Solid wastes are removed from the pond by the bottom drains. Or are they? Have we now just assumed that this is what happens? The truth is that it is possible that they are. It is also possible that they're not.
Going on the basis that some solids are NOT removed from the bottom drain the next logical and sensible question to be answered is what are these solids, how many of them are they and is the quantity significant enough to be concerned about?

These are my own viewpoints. Don't take them as gospel.

Firstly, it stands to reason that if Koi are 90% water themselves, then the solid wastes that they excrete are likely to contain water in them. However, I would expect that the nutrients taken out of the food by the Koi would be done so in at least a semi efficient process (from a chemistry point of view) - fish are energy efficient animals. Hence the nutrients extracted from the food would result in mass being lost from the food and being transferred into the Koi - in other words, the Koi gets heavier (grows). I would also expect that some mass is added to the solid wastes by the Koi in an attempt to get rid of substances that it have entered its body from the environment.

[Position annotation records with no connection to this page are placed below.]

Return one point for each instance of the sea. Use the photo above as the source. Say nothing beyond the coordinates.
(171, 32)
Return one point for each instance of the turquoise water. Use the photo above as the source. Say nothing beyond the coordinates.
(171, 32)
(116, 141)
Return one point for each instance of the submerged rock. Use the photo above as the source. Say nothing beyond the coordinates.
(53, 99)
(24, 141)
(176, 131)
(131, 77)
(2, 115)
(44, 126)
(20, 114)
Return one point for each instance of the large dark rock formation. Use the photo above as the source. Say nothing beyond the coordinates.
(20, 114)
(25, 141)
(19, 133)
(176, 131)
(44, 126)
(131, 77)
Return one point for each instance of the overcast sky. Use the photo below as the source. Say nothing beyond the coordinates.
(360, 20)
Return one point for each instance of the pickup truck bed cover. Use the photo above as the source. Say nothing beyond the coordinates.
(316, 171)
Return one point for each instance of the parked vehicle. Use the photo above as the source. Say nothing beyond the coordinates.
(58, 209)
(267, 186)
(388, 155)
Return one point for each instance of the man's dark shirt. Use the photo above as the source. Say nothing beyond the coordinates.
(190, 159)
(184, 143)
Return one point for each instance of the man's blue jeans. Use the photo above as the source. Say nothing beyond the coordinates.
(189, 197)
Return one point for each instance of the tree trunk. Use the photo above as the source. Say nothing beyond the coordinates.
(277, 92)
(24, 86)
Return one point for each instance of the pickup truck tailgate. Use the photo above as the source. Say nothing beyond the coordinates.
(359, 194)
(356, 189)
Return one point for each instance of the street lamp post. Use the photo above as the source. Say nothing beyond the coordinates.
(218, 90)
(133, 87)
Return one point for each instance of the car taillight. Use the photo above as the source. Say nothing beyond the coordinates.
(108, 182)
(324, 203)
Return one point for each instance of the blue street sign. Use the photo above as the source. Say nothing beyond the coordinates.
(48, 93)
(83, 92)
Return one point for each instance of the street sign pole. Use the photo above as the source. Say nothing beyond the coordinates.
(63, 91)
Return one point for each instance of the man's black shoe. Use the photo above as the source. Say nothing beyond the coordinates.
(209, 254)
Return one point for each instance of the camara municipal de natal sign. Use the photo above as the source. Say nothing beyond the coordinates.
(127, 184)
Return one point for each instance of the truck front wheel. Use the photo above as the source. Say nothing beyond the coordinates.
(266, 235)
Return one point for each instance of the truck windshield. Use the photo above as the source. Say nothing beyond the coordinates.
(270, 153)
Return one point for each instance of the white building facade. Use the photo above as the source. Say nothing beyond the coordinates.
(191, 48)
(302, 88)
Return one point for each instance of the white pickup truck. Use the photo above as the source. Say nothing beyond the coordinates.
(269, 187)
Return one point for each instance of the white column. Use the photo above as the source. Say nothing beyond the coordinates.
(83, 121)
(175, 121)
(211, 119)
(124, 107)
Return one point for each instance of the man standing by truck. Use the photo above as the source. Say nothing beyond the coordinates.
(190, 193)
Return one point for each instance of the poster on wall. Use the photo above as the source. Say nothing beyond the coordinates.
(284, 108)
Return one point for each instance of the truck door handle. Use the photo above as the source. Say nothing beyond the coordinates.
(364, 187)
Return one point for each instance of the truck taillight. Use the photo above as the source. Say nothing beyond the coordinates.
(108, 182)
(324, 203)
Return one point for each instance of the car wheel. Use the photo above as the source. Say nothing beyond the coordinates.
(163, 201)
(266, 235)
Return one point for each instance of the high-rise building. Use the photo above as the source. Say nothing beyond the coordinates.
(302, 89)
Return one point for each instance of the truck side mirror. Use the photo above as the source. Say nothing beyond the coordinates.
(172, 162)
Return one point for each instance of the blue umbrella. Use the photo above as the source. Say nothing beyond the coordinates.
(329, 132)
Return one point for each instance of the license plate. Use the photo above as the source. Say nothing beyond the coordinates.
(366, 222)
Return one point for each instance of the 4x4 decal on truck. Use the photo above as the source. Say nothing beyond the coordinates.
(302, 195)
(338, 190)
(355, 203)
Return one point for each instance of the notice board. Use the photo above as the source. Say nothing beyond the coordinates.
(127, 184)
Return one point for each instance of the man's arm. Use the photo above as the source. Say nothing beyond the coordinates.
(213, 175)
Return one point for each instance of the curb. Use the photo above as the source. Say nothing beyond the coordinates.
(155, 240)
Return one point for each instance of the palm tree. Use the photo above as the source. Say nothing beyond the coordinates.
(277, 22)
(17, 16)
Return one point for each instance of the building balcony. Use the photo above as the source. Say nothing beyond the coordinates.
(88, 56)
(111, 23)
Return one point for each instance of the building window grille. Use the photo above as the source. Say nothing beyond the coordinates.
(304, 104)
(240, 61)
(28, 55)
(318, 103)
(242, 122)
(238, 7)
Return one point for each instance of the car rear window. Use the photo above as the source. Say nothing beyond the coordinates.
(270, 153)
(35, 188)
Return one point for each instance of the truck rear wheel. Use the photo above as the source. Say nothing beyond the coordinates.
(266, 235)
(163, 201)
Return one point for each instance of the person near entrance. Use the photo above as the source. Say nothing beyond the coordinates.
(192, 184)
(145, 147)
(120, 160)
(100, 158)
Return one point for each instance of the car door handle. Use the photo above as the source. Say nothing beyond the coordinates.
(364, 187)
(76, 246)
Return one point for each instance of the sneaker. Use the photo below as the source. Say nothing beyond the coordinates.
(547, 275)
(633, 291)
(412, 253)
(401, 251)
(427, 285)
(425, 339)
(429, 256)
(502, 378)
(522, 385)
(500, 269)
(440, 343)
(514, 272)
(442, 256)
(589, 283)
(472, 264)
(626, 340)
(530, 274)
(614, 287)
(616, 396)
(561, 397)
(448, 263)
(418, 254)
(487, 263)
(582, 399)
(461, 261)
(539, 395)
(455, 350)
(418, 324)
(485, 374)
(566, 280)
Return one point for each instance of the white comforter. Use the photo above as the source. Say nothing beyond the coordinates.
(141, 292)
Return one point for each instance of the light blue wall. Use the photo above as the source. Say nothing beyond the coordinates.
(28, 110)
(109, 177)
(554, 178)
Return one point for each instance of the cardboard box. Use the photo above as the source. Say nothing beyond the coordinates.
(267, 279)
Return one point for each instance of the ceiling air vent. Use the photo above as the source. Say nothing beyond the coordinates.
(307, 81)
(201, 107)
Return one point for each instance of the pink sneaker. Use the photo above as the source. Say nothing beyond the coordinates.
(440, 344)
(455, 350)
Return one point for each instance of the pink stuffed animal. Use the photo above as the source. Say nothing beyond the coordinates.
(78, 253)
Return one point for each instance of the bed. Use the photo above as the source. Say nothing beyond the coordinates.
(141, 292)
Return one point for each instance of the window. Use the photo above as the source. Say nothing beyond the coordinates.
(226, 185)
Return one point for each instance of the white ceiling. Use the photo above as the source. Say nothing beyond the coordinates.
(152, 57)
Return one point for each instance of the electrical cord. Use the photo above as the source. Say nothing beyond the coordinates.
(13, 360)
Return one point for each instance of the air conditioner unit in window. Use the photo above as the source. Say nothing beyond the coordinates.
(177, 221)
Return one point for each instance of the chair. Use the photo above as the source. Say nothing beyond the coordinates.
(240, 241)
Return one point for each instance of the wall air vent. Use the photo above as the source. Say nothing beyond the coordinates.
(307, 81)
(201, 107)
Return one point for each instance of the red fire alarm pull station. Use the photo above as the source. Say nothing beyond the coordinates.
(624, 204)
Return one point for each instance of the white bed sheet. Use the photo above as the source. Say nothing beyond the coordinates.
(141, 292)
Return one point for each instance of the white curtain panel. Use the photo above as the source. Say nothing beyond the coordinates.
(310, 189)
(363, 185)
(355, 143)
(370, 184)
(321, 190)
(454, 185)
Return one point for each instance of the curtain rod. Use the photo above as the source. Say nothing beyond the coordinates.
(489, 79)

So from the above, all that I can conclude is that I would expect the solid wastes to contain water, and not be of the same composition as the food that entered the Koi via its mouth.

I might expect these solids to be denser than water. This is based on common sense and the fact that I already know that Koi excrete their most dangerous toxic wastes in the form of ammonia, dissolved directly into the water surrounding them.

I also know that Koi take this step to save energy - we humans and other air breathing animals convert our waste ammonia into urea, which is much less toxic than ammonia, but it requires more energy to do the conversion.

Now the question becomes - how much more dense are the solids than water? If Koi excreted lead pellets, the problem would become very simple - these pellets would sink like a stone and collect on the bottom of the pond and nothing short of a watery equivalent of a tornado would be able to disturb (move) them.

But we know that this doesn't happen - we've all seen that solid Koi waste at best sinks much more slowly than a lead weight. This tells me that the densities between the solid waste and the Koi pond water are not that different. They are barely sufficient to cause a settling out of the solids.

Now we have to consider the effects of turbulence and moving water. No Koi pond comprises of water that is stagnant - by that I mean non moving. There is considerable water movement in a Koi pond created by the water returns from the filter system and also by the fish themselves.

If we are lucky the solid waste will slowly sink without breaking up and enter the bottom drain within a reasonable time period. It will not break up because of the increased water velocity through the drain pipe and our mechanical filter system will not break it up before trapping it, collecting it with the rest of the solids and where it can be removed from the system without being further broken up and re-entering the system.